In a recent issue of The Journal of Physiology, Shao & Dudek (2009) present a very thorough study of the mechanisms underlying epileptiform activity in the CA3 area of the hippocampus at immature developmental stages. Using CA3 minislice preparations (Miles & Wong, 1983), they analysed the population bursts induced by extracellular stimulation after blockade of fast inhibitory GABAergic transmission (GABA_A receptor blockade) in immature (postnatal days 9–14) and mature preparations (postnatal days 90–100). As previously described, the authors found that the duration of these bursts is almost two orders of magnitudes longer in the immature compared to the mature hippocampus (14 s vs. 180 ms). Moreover, the burst latency is significantly shorter in immature animals compared to mature animals. Using pharmacological tools, the authors exclude the involvement of GABA_B, NMDA and metabotropic glutamate receptors and show that AMPA-mediated glutamatergic transmission is necessary and sufficient to sustain prolonged population bursts. The authors then discovered that the excitatory network has significantly different properties in the immature animal: (i) increased frequency and amplitude of recurrent excitatory synaptic events paradoxically coupled to a lower probability of release of glutamate, (ii) increased intrinsic excitability of excitatory neurons due to an increased membrane resistance and decreased medium AHP (afterhyperpolarization ocurring after a few action potentials).

The interplay between these different network properties explains why the immature CA3 is able to generate long population bursts while the mature CA3 is unable to sustain prolonged recurrent activity. In the immature CA3, when an excitatory neuron is stimulated, it induces large synaptic responses in the postsynaptic neuron, which easily fires action potentials due to its high membrane resistance. This spiking also occurs at a shorter latency than in older animals, presumably due to the shorter axons and higher prevalence of axo-axonic coupling in immature preparations (MacVicar & Dudek, 1980; Gomez-Di Cesare et al. 1997). The postsynaptic neuron is then able to quickly recurrently activate its presynaptic partner, which is able to sustain high frequencies of firing due to its almost non-existent AHP. When this presynaptic neuron releases glutamate for the second time onto the postsynaptic neuron, summation of synaptic events occurs due to synaptic facilitation (a classical consequence of the low probability of release), and therefore the likelihood that the postsynaptic neuron will fire an action potential is even higher than after the first release of glutamate. Thus, these properties create a positive feedback loop that will engage the network in an epileptiform regime of activity. In the mature CA3 the high probability of release and the longer latency of synaptic events are unfavourable to summation of synaptic events, and the lower membrane resistance and larger AHP prevent repetitive firing, such that the recurrent wave of activity will die out after a small number of cycles.

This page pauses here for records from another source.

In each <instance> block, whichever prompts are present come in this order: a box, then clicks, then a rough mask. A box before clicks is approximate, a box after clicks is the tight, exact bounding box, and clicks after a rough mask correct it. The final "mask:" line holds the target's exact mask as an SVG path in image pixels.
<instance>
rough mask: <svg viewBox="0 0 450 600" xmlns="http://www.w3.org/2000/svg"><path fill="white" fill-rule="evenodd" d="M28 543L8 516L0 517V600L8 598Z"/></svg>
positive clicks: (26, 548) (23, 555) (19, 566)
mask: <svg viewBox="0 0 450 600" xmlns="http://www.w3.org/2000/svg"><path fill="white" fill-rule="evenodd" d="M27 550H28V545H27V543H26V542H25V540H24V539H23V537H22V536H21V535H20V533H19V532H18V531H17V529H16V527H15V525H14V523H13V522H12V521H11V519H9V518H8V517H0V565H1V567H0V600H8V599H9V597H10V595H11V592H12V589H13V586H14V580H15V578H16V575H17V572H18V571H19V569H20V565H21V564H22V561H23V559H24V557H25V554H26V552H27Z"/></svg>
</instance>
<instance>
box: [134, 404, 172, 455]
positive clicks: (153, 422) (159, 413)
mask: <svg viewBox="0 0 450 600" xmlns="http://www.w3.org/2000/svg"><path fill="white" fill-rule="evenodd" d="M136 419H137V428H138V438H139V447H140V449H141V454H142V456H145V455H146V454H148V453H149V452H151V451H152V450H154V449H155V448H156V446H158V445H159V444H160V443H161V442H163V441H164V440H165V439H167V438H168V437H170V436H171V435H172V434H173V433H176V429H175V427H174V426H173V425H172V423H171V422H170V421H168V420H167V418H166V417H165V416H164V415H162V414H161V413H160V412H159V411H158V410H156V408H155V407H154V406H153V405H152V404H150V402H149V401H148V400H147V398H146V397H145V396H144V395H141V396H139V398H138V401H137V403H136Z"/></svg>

This work is particularly interesting because it underlines the importance of AMPA receptors and intrinsic excitability in the genesis of epileptiform activity in the immature hippocampal network. Over the past twenty years, an increasing interest has been taken in the role of the depolarizing actions of GABA in epileptiform activity in the immature hippocampus (until postnatal week 2) (Ben-Ari et al. 2007). The experimental paradigm Shao and Dudek used rules out the involvement of depolarizing actions of GABA in the initiation of prolonged population bursts, as all experiments were performed in the presence of GABA_A-receptor blockers. Indirectly, this work undermines the role of depolarizing GABA in the genesis of some forms of epileptiform activity in the hippocampus. This timely study echoes the recent results obtained by Rheims et al. (2009) who demonstrated that depolarizing actions of GABA in immature networks may have been overestimated in most studies due to differences in brain metabolism between immature and mature animals, which were usually not taken into account in experimental paradigms. These authors showed that accounting for these metabolic differences significantly diminishes the depolarizing effect of GABA in young networks. Taken together, these two studies support the idea that at least some forms of epileptiform activity observed in the young hippocampus might rely on increased synaptic and intrinsic excitability of excitatory CA3 neurons, rather than on particular properties of GABA neurotransmission.